For the US expansion, Meyer Burger will divert production equipment from Germany to the US, which originally was intended for the expansion at the company’s site in Bitterfeld-Wolfen in the German state of Saxony-Anhalt.

Production at the Arizona plant is being increased from 1.5GW to 2.0GW following the acquisition of two additional customers for modules in the power plant segment in BayWa r.e. and Ikea parent Ingka Investments.

Meyer Burger expects tax credits from the IRA to reach a cumulative eligible amount of up to 1.4bn Swiss Francs ($1.59bn) from the start of production in the US in mid-2024 until the end of 2032. Thanks to already signed offtake agreements for more than 5GW until 2029, the company sees an earnings before interest, taxes, depreciation and amortisation (Ebitda) margin of 25% and more in its US business.

An Ebitda margin is a measure of operational profitability.

The manufacturer will still ramp up the output capacity at its German Freiberg and Thalheim module sites to 1.4GW as previously intended, but for now has halted further expansion plans in Germany.

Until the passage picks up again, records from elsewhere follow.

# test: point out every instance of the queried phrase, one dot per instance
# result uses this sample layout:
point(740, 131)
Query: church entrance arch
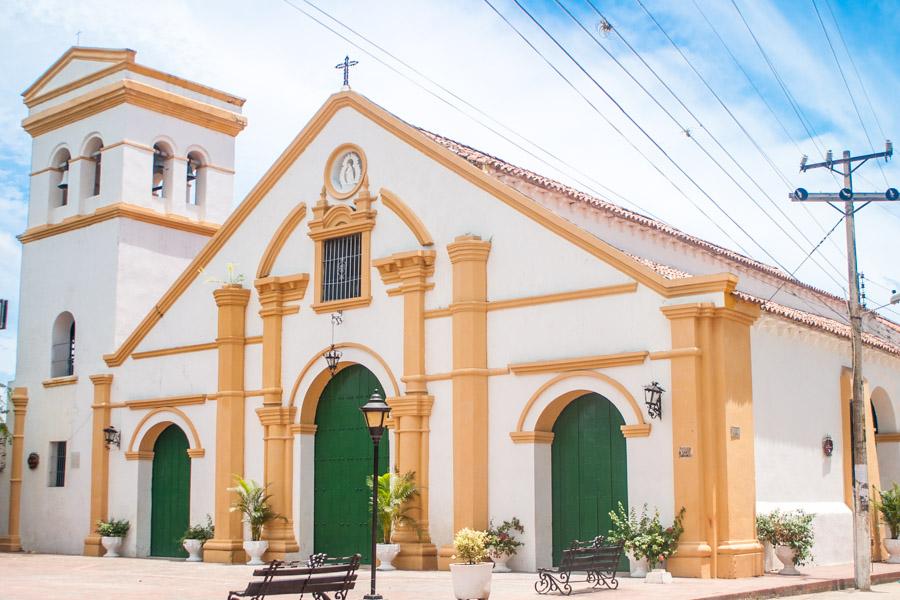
point(589, 470)
point(343, 460)
point(170, 492)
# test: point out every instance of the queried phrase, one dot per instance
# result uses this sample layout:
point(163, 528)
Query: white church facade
point(511, 322)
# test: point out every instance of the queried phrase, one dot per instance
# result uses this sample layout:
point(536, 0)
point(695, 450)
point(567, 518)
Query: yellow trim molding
point(122, 59)
point(135, 93)
point(622, 359)
point(545, 217)
point(59, 381)
point(116, 211)
point(362, 176)
point(393, 202)
point(284, 231)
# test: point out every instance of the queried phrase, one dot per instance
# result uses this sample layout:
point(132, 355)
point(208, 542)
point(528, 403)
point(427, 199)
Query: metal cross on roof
point(346, 67)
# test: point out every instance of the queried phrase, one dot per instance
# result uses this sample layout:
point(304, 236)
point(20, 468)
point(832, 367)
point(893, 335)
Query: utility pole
point(862, 546)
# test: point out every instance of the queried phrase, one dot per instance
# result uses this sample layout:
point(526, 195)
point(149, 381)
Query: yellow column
point(714, 460)
point(99, 463)
point(278, 440)
point(469, 255)
point(411, 412)
point(11, 542)
point(227, 545)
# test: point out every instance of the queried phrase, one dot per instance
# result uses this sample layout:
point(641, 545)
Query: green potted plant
point(889, 506)
point(394, 491)
point(791, 533)
point(502, 544)
point(253, 503)
point(471, 577)
point(112, 532)
point(194, 538)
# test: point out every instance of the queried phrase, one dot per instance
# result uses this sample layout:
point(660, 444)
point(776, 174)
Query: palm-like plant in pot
point(394, 493)
point(889, 506)
point(253, 503)
point(472, 576)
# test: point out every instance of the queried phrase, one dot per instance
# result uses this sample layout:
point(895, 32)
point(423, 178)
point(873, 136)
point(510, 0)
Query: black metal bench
point(596, 558)
point(318, 576)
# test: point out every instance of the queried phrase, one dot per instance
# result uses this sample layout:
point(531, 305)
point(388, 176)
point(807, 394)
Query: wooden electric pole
point(862, 546)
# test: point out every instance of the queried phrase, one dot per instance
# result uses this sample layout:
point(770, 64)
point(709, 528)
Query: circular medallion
point(345, 171)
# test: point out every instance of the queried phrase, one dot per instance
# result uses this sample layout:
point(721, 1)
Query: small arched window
point(59, 178)
point(162, 157)
point(91, 173)
point(196, 179)
point(62, 351)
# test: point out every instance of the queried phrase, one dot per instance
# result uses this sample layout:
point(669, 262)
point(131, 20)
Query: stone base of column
point(694, 559)
point(224, 551)
point(445, 557)
point(10, 543)
point(416, 556)
point(740, 559)
point(92, 546)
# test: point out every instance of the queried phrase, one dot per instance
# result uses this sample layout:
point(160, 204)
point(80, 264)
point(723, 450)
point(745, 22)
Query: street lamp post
point(375, 411)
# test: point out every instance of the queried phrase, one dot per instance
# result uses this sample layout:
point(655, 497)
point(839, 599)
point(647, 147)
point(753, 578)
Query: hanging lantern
point(653, 399)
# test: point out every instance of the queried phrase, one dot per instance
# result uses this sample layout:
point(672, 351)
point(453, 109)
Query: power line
point(614, 128)
point(456, 108)
point(647, 135)
point(774, 221)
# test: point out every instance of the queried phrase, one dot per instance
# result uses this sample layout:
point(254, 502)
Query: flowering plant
point(645, 536)
point(500, 539)
point(470, 545)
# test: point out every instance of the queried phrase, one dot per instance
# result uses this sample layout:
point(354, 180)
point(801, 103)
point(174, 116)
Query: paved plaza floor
point(58, 577)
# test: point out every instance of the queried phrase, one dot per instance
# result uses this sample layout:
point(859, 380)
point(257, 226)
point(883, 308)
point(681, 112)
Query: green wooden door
point(590, 475)
point(343, 460)
point(170, 492)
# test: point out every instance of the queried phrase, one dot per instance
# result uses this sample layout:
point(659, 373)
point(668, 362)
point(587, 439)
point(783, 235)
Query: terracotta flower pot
point(471, 581)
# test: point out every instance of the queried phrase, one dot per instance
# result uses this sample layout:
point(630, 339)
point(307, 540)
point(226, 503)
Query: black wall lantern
point(653, 399)
point(333, 355)
point(112, 436)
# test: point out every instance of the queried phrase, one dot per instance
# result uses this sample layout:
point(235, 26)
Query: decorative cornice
point(129, 91)
point(118, 211)
point(584, 363)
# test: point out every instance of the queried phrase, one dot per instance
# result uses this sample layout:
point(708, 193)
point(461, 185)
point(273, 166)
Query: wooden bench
point(318, 576)
point(596, 558)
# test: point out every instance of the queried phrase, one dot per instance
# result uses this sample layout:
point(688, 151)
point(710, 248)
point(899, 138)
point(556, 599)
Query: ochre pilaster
point(411, 412)
point(227, 545)
point(469, 255)
point(278, 442)
point(99, 462)
point(713, 448)
point(11, 542)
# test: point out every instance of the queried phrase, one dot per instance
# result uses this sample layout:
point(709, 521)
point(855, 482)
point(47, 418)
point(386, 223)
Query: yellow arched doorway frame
point(145, 447)
point(543, 425)
point(310, 401)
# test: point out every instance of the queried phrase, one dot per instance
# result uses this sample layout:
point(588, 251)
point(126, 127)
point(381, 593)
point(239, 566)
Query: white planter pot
point(658, 576)
point(112, 545)
point(637, 567)
point(893, 548)
point(471, 581)
point(193, 547)
point(500, 563)
point(255, 550)
point(386, 554)
point(786, 555)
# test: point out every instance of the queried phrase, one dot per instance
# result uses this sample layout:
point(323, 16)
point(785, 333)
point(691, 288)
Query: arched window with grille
point(62, 350)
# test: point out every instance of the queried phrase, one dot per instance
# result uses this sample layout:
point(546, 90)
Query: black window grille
point(57, 464)
point(341, 258)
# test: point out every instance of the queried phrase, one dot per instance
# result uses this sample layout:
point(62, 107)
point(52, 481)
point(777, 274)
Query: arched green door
point(343, 460)
point(590, 475)
point(170, 493)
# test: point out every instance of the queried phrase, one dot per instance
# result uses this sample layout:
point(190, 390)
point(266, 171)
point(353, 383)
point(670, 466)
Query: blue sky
point(282, 63)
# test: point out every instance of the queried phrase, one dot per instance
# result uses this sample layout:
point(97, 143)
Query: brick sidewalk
point(58, 577)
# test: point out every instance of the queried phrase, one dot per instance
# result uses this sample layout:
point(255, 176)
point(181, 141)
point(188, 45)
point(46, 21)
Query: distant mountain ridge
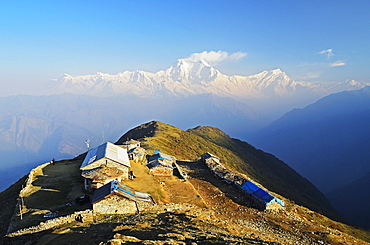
point(328, 142)
point(186, 77)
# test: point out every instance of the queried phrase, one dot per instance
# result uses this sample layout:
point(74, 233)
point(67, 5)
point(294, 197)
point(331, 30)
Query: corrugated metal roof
point(161, 155)
point(108, 150)
point(117, 188)
point(158, 162)
point(260, 194)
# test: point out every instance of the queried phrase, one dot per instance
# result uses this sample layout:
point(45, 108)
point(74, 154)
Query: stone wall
point(115, 204)
point(52, 223)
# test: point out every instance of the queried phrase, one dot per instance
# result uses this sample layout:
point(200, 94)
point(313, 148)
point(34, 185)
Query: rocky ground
point(213, 213)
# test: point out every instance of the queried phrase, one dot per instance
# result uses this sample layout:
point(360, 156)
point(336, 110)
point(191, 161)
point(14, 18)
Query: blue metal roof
point(260, 194)
point(115, 187)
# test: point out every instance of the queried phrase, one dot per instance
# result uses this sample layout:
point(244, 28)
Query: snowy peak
point(190, 77)
point(193, 72)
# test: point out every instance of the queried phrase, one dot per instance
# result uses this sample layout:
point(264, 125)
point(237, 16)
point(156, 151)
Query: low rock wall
point(86, 215)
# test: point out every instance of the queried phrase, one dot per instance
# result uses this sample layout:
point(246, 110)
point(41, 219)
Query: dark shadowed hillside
point(353, 200)
point(235, 154)
point(327, 142)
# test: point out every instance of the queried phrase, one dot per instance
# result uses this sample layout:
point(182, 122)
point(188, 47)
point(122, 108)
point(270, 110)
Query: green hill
point(237, 155)
point(200, 209)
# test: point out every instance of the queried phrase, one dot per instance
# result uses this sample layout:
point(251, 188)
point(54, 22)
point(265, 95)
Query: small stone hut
point(161, 164)
point(131, 144)
point(103, 164)
point(160, 168)
point(117, 198)
point(136, 154)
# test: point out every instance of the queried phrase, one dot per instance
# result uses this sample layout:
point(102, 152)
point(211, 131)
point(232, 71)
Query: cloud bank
point(329, 53)
point(338, 63)
point(215, 58)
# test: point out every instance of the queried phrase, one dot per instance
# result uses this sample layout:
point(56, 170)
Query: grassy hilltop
point(199, 210)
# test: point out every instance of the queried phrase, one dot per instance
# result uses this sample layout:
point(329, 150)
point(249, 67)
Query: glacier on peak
point(187, 77)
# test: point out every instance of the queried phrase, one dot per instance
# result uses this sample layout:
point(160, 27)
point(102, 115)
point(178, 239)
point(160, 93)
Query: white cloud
point(214, 58)
point(338, 63)
point(329, 53)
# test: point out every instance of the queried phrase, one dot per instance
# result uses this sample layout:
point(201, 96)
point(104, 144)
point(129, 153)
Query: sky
point(316, 41)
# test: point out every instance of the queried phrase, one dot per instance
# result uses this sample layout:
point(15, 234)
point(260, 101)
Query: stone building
point(161, 164)
point(104, 163)
point(136, 154)
point(160, 168)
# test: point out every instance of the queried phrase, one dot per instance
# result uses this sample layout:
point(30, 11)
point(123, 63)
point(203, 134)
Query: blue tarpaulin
point(260, 194)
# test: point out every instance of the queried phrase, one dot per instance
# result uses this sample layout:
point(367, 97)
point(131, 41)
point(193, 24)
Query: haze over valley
point(290, 78)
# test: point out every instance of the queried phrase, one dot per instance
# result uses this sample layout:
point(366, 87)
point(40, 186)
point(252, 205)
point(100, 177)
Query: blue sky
point(41, 40)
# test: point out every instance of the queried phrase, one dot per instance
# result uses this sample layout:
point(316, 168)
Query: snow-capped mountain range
point(186, 77)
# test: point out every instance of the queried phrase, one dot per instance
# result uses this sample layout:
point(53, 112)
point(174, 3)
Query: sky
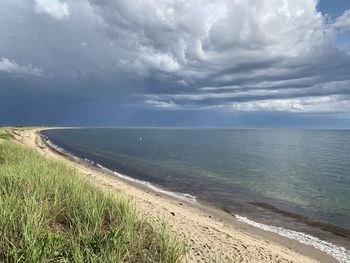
point(183, 63)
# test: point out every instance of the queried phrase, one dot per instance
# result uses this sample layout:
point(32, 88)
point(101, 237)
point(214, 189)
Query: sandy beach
point(213, 235)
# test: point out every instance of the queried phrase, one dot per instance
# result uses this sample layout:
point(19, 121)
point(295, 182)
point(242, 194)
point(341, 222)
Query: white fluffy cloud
point(232, 54)
point(55, 8)
point(343, 21)
point(11, 66)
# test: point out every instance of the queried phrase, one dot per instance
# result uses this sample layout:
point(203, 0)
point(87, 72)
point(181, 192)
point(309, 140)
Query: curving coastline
point(213, 234)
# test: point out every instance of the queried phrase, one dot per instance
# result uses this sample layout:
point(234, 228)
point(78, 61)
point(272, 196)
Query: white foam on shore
point(181, 196)
point(338, 252)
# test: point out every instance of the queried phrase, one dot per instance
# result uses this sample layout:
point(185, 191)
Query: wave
point(181, 196)
point(338, 252)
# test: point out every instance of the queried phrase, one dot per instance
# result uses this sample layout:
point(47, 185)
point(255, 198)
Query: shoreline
point(214, 234)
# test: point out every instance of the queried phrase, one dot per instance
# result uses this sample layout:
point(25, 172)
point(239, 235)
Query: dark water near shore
point(297, 179)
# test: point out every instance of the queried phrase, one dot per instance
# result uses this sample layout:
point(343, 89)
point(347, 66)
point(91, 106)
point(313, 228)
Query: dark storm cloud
point(185, 55)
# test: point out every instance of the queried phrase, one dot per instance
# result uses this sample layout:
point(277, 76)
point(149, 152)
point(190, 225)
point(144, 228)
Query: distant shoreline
point(207, 215)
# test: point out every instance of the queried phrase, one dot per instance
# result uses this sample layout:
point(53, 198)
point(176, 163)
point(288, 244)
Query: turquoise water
point(283, 177)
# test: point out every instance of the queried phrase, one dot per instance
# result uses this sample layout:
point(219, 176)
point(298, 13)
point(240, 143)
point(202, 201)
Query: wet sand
point(212, 235)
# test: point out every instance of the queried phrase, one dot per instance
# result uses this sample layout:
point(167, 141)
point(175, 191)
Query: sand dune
point(213, 235)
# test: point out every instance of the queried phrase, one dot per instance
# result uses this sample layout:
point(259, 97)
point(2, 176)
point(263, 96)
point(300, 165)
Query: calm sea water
point(299, 179)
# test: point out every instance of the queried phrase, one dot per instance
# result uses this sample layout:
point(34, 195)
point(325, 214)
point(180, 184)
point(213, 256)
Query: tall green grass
point(49, 214)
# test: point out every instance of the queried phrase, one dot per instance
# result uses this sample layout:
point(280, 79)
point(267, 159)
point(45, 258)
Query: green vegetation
point(49, 214)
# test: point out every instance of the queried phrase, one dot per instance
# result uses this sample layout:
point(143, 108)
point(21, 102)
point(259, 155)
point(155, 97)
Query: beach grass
point(49, 214)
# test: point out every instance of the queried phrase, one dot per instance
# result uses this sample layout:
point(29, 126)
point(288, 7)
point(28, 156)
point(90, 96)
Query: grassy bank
point(49, 214)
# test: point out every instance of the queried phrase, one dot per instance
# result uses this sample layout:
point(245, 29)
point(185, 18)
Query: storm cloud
point(228, 56)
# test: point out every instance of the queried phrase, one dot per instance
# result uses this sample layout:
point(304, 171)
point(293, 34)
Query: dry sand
point(212, 235)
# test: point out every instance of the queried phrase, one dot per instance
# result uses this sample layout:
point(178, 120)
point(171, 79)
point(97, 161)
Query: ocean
point(296, 180)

During the first half of this year, Meyer Burger has produced more than 300MW of solar modules, increasing sales by 70.8% to CHF96.9m.

Due to the currently still ongoing ramp-up of its German production, as well as the US expansion, the company had a loss at the Ebitda level of CHF43.3m in the period, compared to an Ebitda loss of CHF24.4m in the second quarter of 2022.

This led to a net loss of CHF64.8m in the second quarter of 2023, compared to a net loss of CHF41m in the year-earlier period.